Is Five Iron the future of indoor golf?

Walk around Five Iron Golf’s 25,000-square-foot indoor golf center-slash-cocktail lounge in midtown Manhattan, and it’s almost impossible to imagine that a few years ago, it was just a single netted bay with a mini-refrigerator hidden in the back of a suit shop. Mike Doyle almost can’t believe it himself.

In 2016, Doyle was doing a kind of reverse commute for a New York City golf instructor. Instead of looking to migrate to one of the potentially lucrative teaching jobs at a private club in suburban Westchester, Connecticut or Long Island, he was interested in teaching that same clientele in Manhattan in an indoor setting.

So Doyle went to work in the back of the aforementioned shop, tailoring his schedule to the peculiarities of his students’ availability. “I’d get guys who were traders on Wall Street who wanted to come in and get a lesson at 6 a.m. before work,” Doyle says. “It was brutal. They’d be waiting as I opened the doors and was basically still asleep.”

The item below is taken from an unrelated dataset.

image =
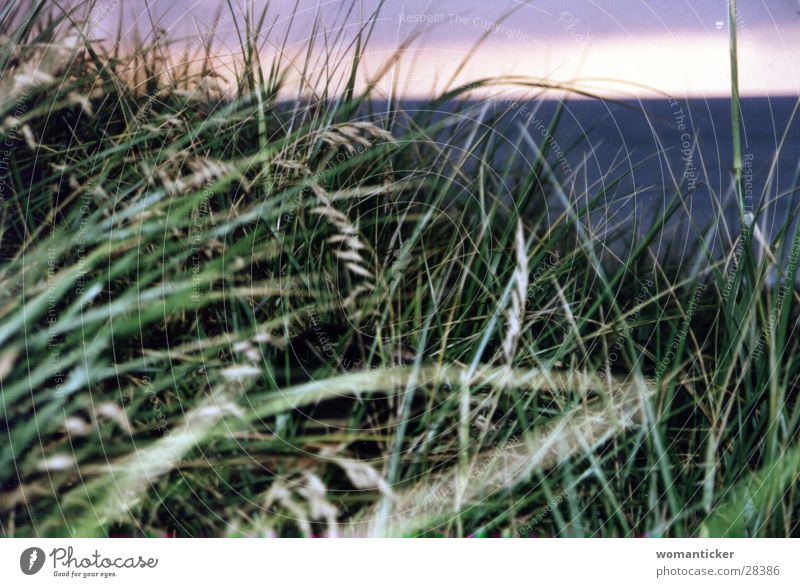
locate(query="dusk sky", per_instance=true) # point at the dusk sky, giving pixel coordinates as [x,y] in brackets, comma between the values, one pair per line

Doyle’s students hit better shots, and they also came equipped with the tools to put a business plan in motion. One of those early-morning Wall Streeters, Jared Solomon, brought in family friend Nora Dunnan—a Duke business school grad and business development ace—and in 2017 the three came up with the concept of a sophisticated golf “hangout.” Sure, you could come and hit balls on a state-of-the-art simulator but just as important were the food-and-beverage and golf-shop-fitting experiences.